Interestingly, when the dependence of microtubule growth velocity on opposing load was fitted with Eq. (4) (Fig. 4c), the steepness of the fit was found higher than a theoretical prediction, obtained assuming that all microtubule protofilaments equally shared the load (Dogterom and Yurke 1997). Analytical and Monte Carlo multi-protofilament extensions of the Brownian ratchet model have lifted the assumption of equal load sharing among the protofilaments (Mogilner and Oster 1999; van Doorn et al. 2000). Treatment of a microtubule as an ensemble of 13 independently growing ratchets pointed to what the authors called a “subsidy” effect, where a subset of protofilaments could be involved in pushing the barrier, while others were responsible for microtubule elongation (Fig. 5b). Mogilner and Oster (1999) originally deduced a sublinear scaling of the stalling force with the number of protofilaments, but a later study (van Doorn et al. 2000) using the same model argued that the force should be proportional to the number of pushing protofilaments. An elegant way to verify the latter prediction has been recently found by reconstituting pushing by bacterial microtubules, which are composed of only 4–5 protofilaments (Amini et al. 2023). Consistent with linear scaling, the stall force was about threefold lower than with a eukaryotic microtubule, 1.6 pN.

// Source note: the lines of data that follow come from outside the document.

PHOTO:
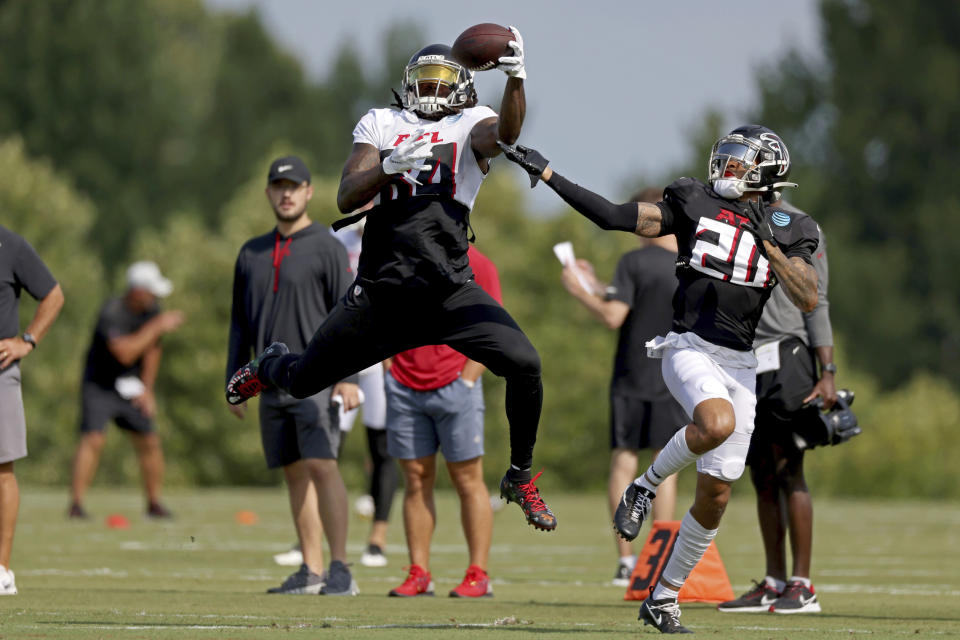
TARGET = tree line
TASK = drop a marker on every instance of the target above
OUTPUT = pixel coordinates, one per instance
(116, 117)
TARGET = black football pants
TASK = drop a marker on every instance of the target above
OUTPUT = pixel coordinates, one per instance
(372, 323)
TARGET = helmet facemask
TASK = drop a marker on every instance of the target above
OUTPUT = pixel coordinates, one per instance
(435, 86)
(740, 164)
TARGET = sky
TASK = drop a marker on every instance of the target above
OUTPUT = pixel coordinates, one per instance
(613, 88)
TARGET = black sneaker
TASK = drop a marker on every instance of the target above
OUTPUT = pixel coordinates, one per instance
(244, 384)
(796, 598)
(528, 497)
(77, 512)
(635, 505)
(339, 581)
(157, 511)
(664, 615)
(302, 582)
(622, 577)
(756, 600)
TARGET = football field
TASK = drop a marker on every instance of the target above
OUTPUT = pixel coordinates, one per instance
(882, 569)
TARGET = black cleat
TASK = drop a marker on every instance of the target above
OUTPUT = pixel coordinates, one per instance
(634, 508)
(245, 384)
(664, 615)
(796, 598)
(756, 600)
(528, 497)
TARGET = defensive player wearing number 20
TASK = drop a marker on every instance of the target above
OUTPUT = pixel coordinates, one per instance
(735, 244)
(422, 163)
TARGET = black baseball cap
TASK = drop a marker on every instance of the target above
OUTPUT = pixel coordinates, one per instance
(288, 168)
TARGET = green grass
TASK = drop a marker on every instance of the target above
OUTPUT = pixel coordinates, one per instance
(882, 570)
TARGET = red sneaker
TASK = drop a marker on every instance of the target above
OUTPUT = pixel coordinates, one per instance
(418, 583)
(528, 497)
(476, 584)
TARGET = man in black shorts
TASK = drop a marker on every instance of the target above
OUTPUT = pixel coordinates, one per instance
(285, 283)
(118, 379)
(21, 269)
(643, 414)
(788, 344)
(735, 244)
(423, 163)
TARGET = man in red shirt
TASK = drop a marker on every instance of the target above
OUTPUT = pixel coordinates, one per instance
(435, 401)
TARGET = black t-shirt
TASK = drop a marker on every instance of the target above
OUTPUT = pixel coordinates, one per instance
(723, 278)
(115, 320)
(20, 269)
(645, 280)
(416, 242)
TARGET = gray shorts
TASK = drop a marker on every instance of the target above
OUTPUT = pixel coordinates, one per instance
(420, 422)
(292, 429)
(13, 425)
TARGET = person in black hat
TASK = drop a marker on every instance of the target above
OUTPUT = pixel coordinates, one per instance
(285, 283)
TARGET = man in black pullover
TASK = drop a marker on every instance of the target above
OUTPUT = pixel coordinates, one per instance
(285, 284)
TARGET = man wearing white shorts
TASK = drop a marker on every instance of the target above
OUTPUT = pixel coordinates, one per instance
(735, 244)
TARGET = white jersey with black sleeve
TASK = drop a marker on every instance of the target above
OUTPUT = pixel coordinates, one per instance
(418, 236)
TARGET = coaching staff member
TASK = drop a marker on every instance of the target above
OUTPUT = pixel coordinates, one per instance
(20, 269)
(284, 286)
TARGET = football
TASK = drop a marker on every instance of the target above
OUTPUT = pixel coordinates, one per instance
(479, 47)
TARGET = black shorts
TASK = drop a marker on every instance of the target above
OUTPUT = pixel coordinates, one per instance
(100, 405)
(373, 322)
(636, 423)
(292, 430)
(780, 393)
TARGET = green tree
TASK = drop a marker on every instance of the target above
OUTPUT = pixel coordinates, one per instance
(874, 135)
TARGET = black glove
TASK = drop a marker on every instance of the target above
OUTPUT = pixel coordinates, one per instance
(759, 224)
(530, 159)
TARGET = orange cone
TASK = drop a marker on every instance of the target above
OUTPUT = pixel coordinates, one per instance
(707, 583)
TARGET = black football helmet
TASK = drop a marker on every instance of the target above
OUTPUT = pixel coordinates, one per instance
(434, 85)
(761, 152)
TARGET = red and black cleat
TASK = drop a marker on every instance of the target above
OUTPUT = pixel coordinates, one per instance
(245, 384)
(528, 497)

Thus, the generalized multi-protofilament Brownian ratchet models can quantitatively describe pushing force generation (Mogilner and Oster 1999; van Doorn et al. 2000). However, to consider this phenomenon in the bigger picture of microtubule dynamics, the force generation needs to be derived from molecular parameters of tubulin-tubulin interactions. Several models, considering microtubules at the level of dimers, have successfully accomplished that task (VanBuren et al. 2002; Stukalin and Kolomeisky 2004; Schek and Hunt 2005; Son et al. 2005) (Fig. 5c). All of these studies, however, made an explicit or implicit assumption that microtubules elongate with straight protofilaments at their ends. This assumption has been recently debated in the field (reviewed in Gudimchuk and McIntosh (2021)). Specifically, currently, two other views of microtubule elongation are also discussed: assembly with sheet-like ends (Chrétien et al. 1995) and assembly with flared ends (McIntosh et al. 2018). Our group has recently constructed and analyzed a flared end model for microtubule growth, based on a Brownian dynamics approach (Fig. 5d). The thermally driven straightening of curved protofilaments in the simulation allows the formation of lateral bonds, which support microtubule elongation under a range of pushing loads (Gudimchuk et al. 2020). Despite a distinct morphology of the growing tip in this simulation, we found that the microtubule behavior under compressive load is still reminiscent of the Brownian ratchet. This is explained by the fact that at low loads, it is not the protofilament straightening rate but rather the tubulin on-rate that limits elongation speed. Under high forces, the lengths of curved protofilaments decrease, similar to low tubulin concentrations, and the microtubule ends become almost blunt, behaving like a classical Brownian ratchet. As a result, the simulations predict a close-to-exponential decay of velocity under load, in good agreement with experimental data.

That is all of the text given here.